Thursday, May 1, 2008

If only I could lose track of the memory

For anybody who has competed in sports, there is that one moment where everything clicks.

In basketball, you are in the zone. While batting in baseball, the ball seems almost the size of a softball. In football, you move a little quicker or you are just beating the stuffing out of the guy lined up across from you.

Back in our days, many of us played three sports. Some played four, if you count our rather lame effort to have a track team. Did I compete in track? As Paul Harvey says, "Here's the rest of the story!"

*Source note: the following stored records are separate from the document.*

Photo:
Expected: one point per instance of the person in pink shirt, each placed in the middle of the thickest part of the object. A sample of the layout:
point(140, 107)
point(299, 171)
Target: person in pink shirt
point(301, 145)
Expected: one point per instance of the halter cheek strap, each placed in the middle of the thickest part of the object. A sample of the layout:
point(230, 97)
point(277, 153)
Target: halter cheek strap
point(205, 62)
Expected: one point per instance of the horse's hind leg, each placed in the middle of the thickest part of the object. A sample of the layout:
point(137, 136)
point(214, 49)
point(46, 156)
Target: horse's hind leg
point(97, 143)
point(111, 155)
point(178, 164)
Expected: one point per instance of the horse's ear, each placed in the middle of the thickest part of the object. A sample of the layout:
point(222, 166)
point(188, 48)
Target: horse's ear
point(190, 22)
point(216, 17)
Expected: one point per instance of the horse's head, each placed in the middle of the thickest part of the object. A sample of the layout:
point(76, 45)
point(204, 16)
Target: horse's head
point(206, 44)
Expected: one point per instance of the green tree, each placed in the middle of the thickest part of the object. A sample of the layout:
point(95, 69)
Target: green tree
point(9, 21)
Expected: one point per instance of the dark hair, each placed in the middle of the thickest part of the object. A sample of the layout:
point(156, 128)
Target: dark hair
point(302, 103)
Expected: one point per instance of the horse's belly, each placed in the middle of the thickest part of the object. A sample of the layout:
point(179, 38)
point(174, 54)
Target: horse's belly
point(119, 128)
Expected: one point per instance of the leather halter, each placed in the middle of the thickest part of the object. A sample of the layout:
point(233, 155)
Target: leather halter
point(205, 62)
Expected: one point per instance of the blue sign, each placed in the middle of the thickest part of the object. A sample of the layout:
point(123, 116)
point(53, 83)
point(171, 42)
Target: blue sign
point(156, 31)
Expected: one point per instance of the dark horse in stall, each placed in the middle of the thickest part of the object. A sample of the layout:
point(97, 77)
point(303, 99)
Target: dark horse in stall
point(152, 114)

My track experience is not one of those moments where everything clicks. Actually, it falls into a far different category. We were in the ninth grade and must have done something really bad so Coach Bob Swinford entered us in a junior high track meet at Poteau.

For a few weeks, we ran, practiced handing off the batons, threw strange objects and ran some more.

Finally, the day arrived. It was track meet time. I don’t think any of us had ever been to a track meet before, aside from our coach. We were more concerned with going across the road to get snacks.

I had just returned from getting a sugar high when I wandered over to where the guys were throwing the discus, thinking that since I was supposed to do this, it might be a good idea to at least see how the others did it.

I sat down and started munching on some Cheetos when some coach hollered out “Last call for Hairrell and Hall from Heavener!” Oops! I had a pretty good idea who Hairrell and Hall from Heavener were. The Hall was the guy with Cheeto fingers while the Hairrell was my buddy, Scott.

Fortunately, he was with me. We told the coach who we were and avoided his dirty look. Then, it was our turn. Fortunately, we did not lose grip of the discus from greasy Cheeto fingers and kill somebody. That was the highlight. I believe we finished second and third from the last.

I don’t remember where the kid was who finished last, but I doubt his discus career continued after that spring day.

We got out of there as quickly as possible and made it to the football field and discovered it was time to run! I was on a 4x400 relay team. I don’t remember who else was on this team and probably wouldn’t mention their names if I remembered.

They had too many teams entered in the boys' division and only two girls teams entered. So somebody had the bright idea about us running with the girls.

To say we were a little overconfident would not be a stretch. The girls were from Talihina and Poteau. The three other members of our relay team took our place and expected an easy win.

That feeling lasted until the race started. The girl from Poteau took off like she was shot out of a cannon. The Talihina runner wasn’t far behind. It looked like our guy was running in concrete.

We were badly behind when our first runner made the one lap and handed the baton to our next runner. The Talihina girl was within sight. Sadly, the Poteau runner could have broken wind with one that would make the Guinness Book of World Records and we would not have known. Not that we would have probably wanted to know.

I was the third leg, for some reason. I believe we dropped the baton. But then, I took off. The Talihina girl must have been turtle slow as I actually made ground on her. I was just hoping the Poteau girl would not lap me. Finally, I passed the Talihina girl.

As I neared my teammates, my lungs were aching like they had never before. I had never run so hard for so far in my life. Please don’t yack! I begged myself. My legs were rubber. I could hear the footsteps from the girl behind me.

Stars suddenly appeared in the middle of the day. It felt like somebody was sticking a machete in my side. My teammates urged me (actually, it was more like begged) to run faster, as if. Finally, I started to hand off the baton, but had to tell my teammate to slow the heck down. I was through, in more ways than you could imagine. Fortunately, I made it over to the grass of the football field before falling down.

The three of us sat there, wheezing together, as we watched our final runner (the last leg) try and make one lap going full speed. Okay, full speed does not sound accurate.

Finally, he made the last turn. Luckily for us, the final Talihina girl was either slow or fell on the backstretch. We didn't finish last, only losing to one girls team! The four Poteau girls were celebrating, probably, not that we even acknowledged their presence. There were several boys’ teams looking at us like we had embarrassed all the guys in the world, which we probably did.

That was the last time I competed in a track meet. Don’t ask why.


At May 1, 2008 at 7:47 AM , Anonymous Anonymous said...

That's a great story, Craig. Thanks.

At May 1, 2008 at 10:27 AM , Anonymous Anonymous said...

I can't even remember if we had a track team, you know, 'back in the day'.